README.md

# CodingAgent

A small Elixir library for building a coding-agent harness on top of
[OpenRouter](https://openrouter.ai) (via [`req_llm`](https://hex.pm/packages/req_llm)),
where each agent conversation runs as its own supervised `GenServer`, and
agents can discover and invoke **Claude-Code-style skills** — directories
containing a `SKILL.md` with YAML frontmatter that the model can choose to
load mid-conversation.

The agent's file tools operate entirely on an **in-memory virtual
filesystem** (`path => content`) — there is no `bash`/shell tool and no
real disk access of any kind.
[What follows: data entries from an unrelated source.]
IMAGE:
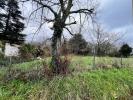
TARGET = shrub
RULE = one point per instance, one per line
(27, 51)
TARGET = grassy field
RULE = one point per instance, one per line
(103, 84)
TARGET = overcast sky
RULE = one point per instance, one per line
(115, 15)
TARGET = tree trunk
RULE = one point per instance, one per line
(55, 53)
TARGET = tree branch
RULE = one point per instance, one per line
(86, 11)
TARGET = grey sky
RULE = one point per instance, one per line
(116, 15)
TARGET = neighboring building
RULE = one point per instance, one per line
(11, 50)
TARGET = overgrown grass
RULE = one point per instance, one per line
(96, 85)
(111, 84)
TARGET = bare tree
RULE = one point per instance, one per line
(62, 13)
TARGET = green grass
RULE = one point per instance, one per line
(95, 85)
(111, 84)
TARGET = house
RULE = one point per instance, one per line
(11, 50)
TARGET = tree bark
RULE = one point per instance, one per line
(54, 45)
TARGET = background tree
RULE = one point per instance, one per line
(62, 14)
(11, 20)
(78, 44)
(102, 40)
(125, 50)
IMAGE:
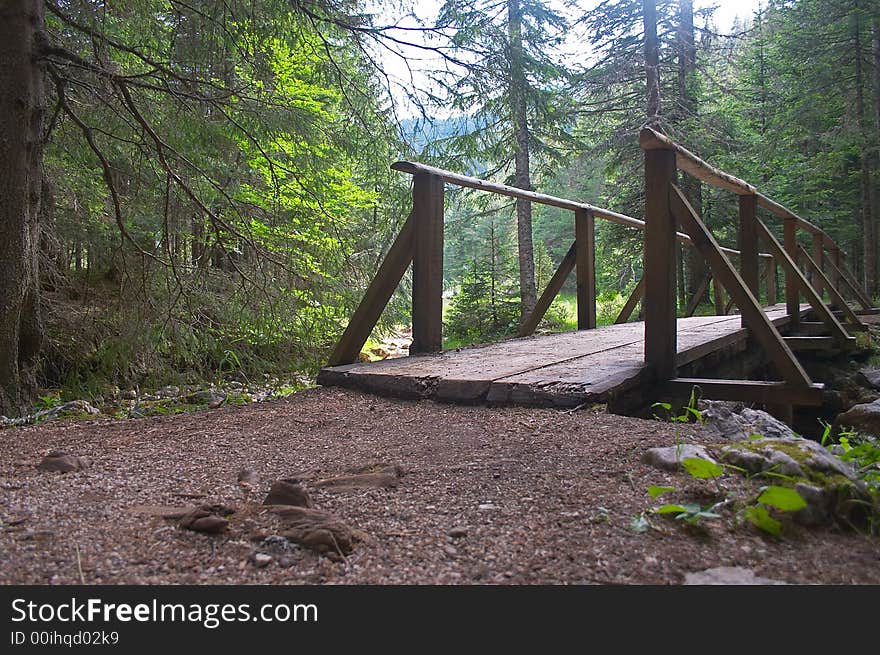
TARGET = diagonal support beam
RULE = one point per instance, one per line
(695, 300)
(398, 259)
(843, 274)
(553, 287)
(631, 302)
(834, 294)
(763, 330)
(794, 274)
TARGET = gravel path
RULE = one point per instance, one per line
(531, 496)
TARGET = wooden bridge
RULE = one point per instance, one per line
(649, 356)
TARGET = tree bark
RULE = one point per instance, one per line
(522, 175)
(695, 266)
(21, 165)
(652, 61)
(869, 248)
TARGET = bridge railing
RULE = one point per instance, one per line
(420, 242)
(667, 209)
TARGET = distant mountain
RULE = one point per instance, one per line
(419, 132)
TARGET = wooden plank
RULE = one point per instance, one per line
(812, 328)
(772, 275)
(796, 277)
(631, 302)
(791, 283)
(604, 375)
(687, 161)
(748, 243)
(415, 168)
(812, 343)
(718, 297)
(585, 242)
(377, 296)
(834, 265)
(660, 306)
(427, 301)
(850, 281)
(748, 391)
(553, 287)
(834, 294)
(695, 300)
(820, 282)
(763, 329)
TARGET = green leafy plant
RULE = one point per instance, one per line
(701, 469)
(688, 413)
(782, 499)
(691, 513)
(655, 491)
(639, 524)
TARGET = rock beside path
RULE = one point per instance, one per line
(864, 418)
(319, 530)
(728, 575)
(62, 462)
(670, 457)
(288, 492)
(383, 476)
(207, 518)
(735, 422)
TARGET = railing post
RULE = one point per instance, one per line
(748, 244)
(585, 244)
(718, 297)
(792, 303)
(427, 300)
(819, 259)
(835, 269)
(659, 264)
(772, 274)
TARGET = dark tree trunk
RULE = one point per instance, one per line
(695, 265)
(652, 61)
(522, 175)
(21, 164)
(869, 249)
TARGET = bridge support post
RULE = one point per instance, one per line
(427, 301)
(792, 303)
(748, 244)
(772, 274)
(819, 260)
(659, 301)
(835, 268)
(585, 244)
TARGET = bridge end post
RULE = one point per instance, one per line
(792, 302)
(427, 298)
(659, 300)
(585, 245)
(748, 244)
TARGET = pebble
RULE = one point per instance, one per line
(262, 560)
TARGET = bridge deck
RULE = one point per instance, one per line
(564, 370)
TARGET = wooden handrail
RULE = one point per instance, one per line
(414, 168)
(650, 139)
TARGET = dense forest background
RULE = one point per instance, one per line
(215, 192)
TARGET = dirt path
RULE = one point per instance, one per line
(534, 496)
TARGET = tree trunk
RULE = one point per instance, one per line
(695, 265)
(869, 249)
(21, 162)
(875, 142)
(652, 61)
(522, 176)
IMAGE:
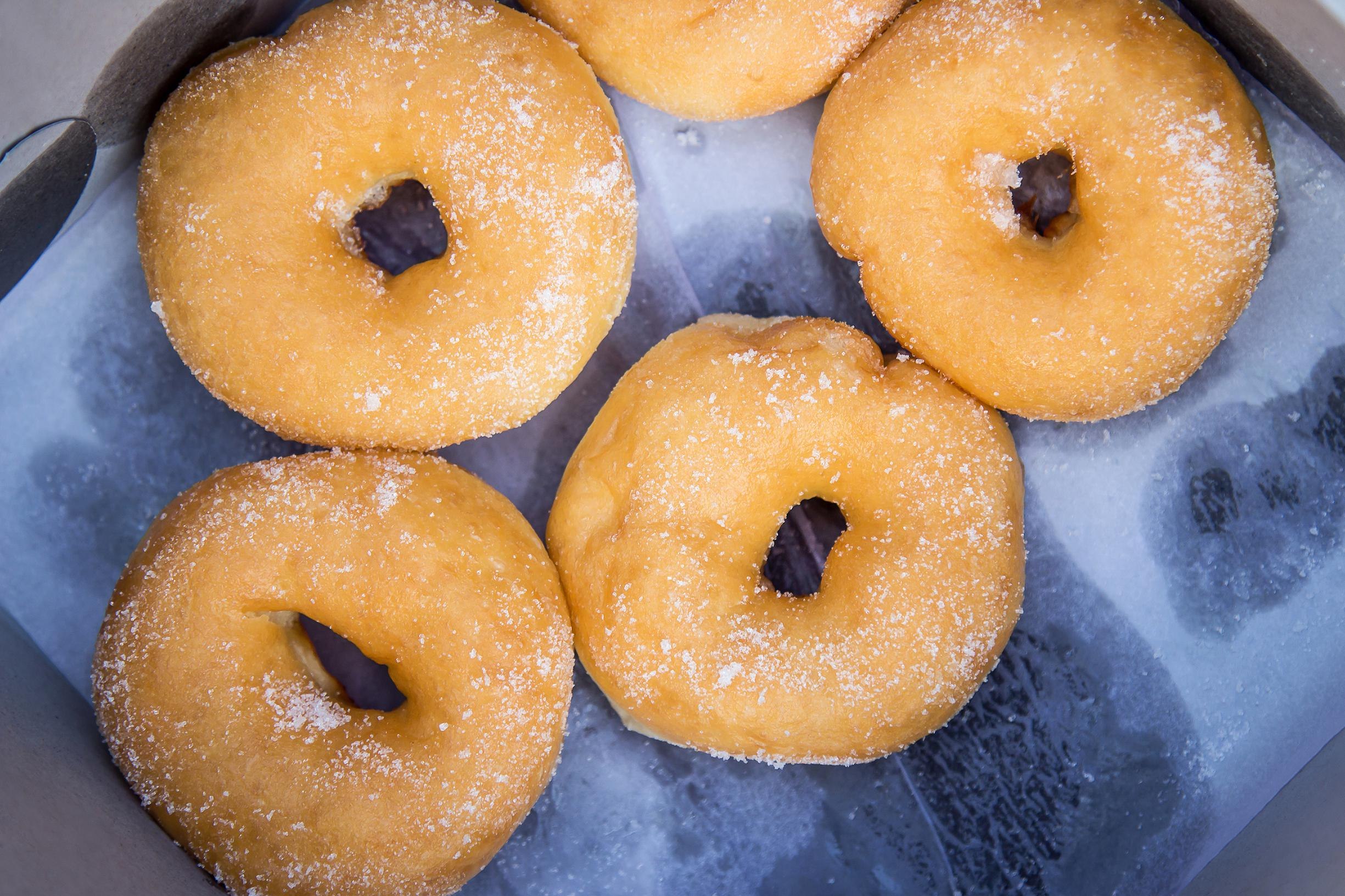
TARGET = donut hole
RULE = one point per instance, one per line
(800, 547)
(339, 667)
(399, 226)
(1044, 198)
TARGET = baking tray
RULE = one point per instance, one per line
(1183, 634)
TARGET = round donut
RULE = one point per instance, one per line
(1173, 186)
(671, 501)
(244, 748)
(257, 164)
(710, 59)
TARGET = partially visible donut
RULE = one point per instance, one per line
(713, 59)
(671, 500)
(208, 695)
(257, 164)
(919, 151)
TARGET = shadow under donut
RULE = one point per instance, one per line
(1072, 770)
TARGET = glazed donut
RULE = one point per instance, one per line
(259, 163)
(1173, 187)
(712, 59)
(670, 504)
(241, 746)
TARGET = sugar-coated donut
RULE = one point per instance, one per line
(257, 163)
(712, 59)
(670, 503)
(919, 148)
(238, 743)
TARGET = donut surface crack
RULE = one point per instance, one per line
(669, 505)
(259, 162)
(918, 160)
(241, 745)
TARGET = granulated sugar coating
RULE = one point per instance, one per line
(257, 162)
(715, 59)
(256, 763)
(919, 147)
(670, 504)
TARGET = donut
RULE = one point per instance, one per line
(259, 166)
(1167, 235)
(670, 504)
(710, 59)
(245, 750)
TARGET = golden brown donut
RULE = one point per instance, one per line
(670, 503)
(256, 164)
(713, 59)
(243, 747)
(921, 144)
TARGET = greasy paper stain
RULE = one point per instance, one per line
(1250, 504)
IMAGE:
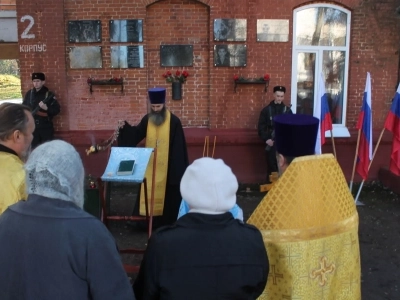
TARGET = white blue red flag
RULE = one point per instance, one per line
(392, 124)
(323, 114)
(364, 124)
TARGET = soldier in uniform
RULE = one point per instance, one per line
(266, 127)
(44, 107)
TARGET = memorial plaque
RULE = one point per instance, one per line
(84, 31)
(272, 30)
(127, 57)
(176, 55)
(88, 57)
(230, 30)
(126, 31)
(231, 55)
The caller seeds the initial files, runs the
conversation, and gets the resulting file map back to do with as it
pleases (write to disk, diff, ship elsewhere, discard).

## Installation

```elixir
def deps do
  [
    {:coding_agent, "~> 0.1.0"}
  ]
end
```

## Architecture

- `CodingAgent.Application` — starts a `Registry` and `DynamicSupervisor`
  so many independent agent sessions can run concurrently.
- `CodingAgent.Session` — one `GenServer` per conversation. Owns a
  `ReqLLM.Context`, drives the agentic loop (call the model → detect
  `finish_reason: :tool_calls` → execute tools via
  `ReqLLM.Context.execute_and_append_tools/3` → repeat until a final answer
  or `:max_turns` is hit), and exposes a synchronous `send_message/3` that
  returns `{:ok, reply, files}`.
- `CodingAgent.Tools` — built-in `ReqLLM.Tool`s: `read`, `write`, `edit`
  (all operating on the in-memory virtual filesystem) and `skill` (invokes
  a discovered skill by name).
- `CodingAgent.Skill` / `CodingAgent.Skills` — parses and discovers
  `SKILL.md` files (`name` + `description` frontmatter, Markdown body),
  the same layout Claude Code uses for its own skills.
- `CodingAgent.OpenRouter` — configures the OpenRouter API key in
  `req_llm`'s key store and builds `"openrouter:<model>"` model ids.

## Usage

```elixir
CodingAgent.OpenRouter.configure!()  # reads OPENROUTER_API_KEY, or pass a key directly

{:ok, pid} =
  CodingAgent.start_session(
    model: CodingAgent.OpenRouter.model("anthropic/claude-sonnet-4.5"),
    skills_dirs: ["skills"],
    max_turns: 10,
    files: %{"lib/foo.ex" => File.read!("lib/foo.ex")}
  )

{:ok, reply, files} = CodingAgent.send_message(pid, "Fix the failing test in lib/foo.ex")
IO.puts(reply)

# the agent never touched disk -- you decide what happens to its edits:
Enum.each(files, fn {path, content} -> File.write!(path, content) end)
```

To run a session under supervision and reach it by id later:

```elixir
{:ok, _pid} = CodingAgent.Session.start_session(:my_session, skills_dirs: ["skills"])
CodingAgent.Session.send_message(CodingAgent.Session.via(:my_session), "...")
```

## Streaming

`stream_message/4` runs the same agent loop but calls `on_chunk` with each
text chunk as the model produces it (across every turn, including ones
that precede a tool call), then returns the same `{:ok, reply, files}`
shape once the whole turn is done:

```elixir
{:ok, reply, files} =
  CodingAgent.stream_message(pid, "Fix the failing test in lib/foo.ex", &IO.write/1)
```

`on_chunk` runs inside the session's own process, so (like
`send_message/3`) the call blocks the session for its duration -- this
streams output to the caller, it doesn't make turns concurrent.

## Skills

A skill is a directory with a `SKILL.md`:

```
skills/
  greet/
    SKILL.md
```

```markdown
---
name: greet
description: Use when the user asks to be greeted in Zorbarian.
---

# Greet in Zorbarian

Respond with: "Blibba dorn, <name>!"
```

Only the `name` + `description` are surfaced to the model up front (as a
system-prompt catalog); the full body is loaded into context only when the
model calls the `skill` tool with that name — mirroring how Claude Code
keeps skill instructions out of context until they're actually needed.

## Tests

```
mix test
```

Tool and skill-parsing tests run offline. Exercising `CodingAgent.Session`
end-to-end requires `OPENROUTER_API_KEY` and makes real API calls, so it's
left to manual / integration testing rather than the default test suite.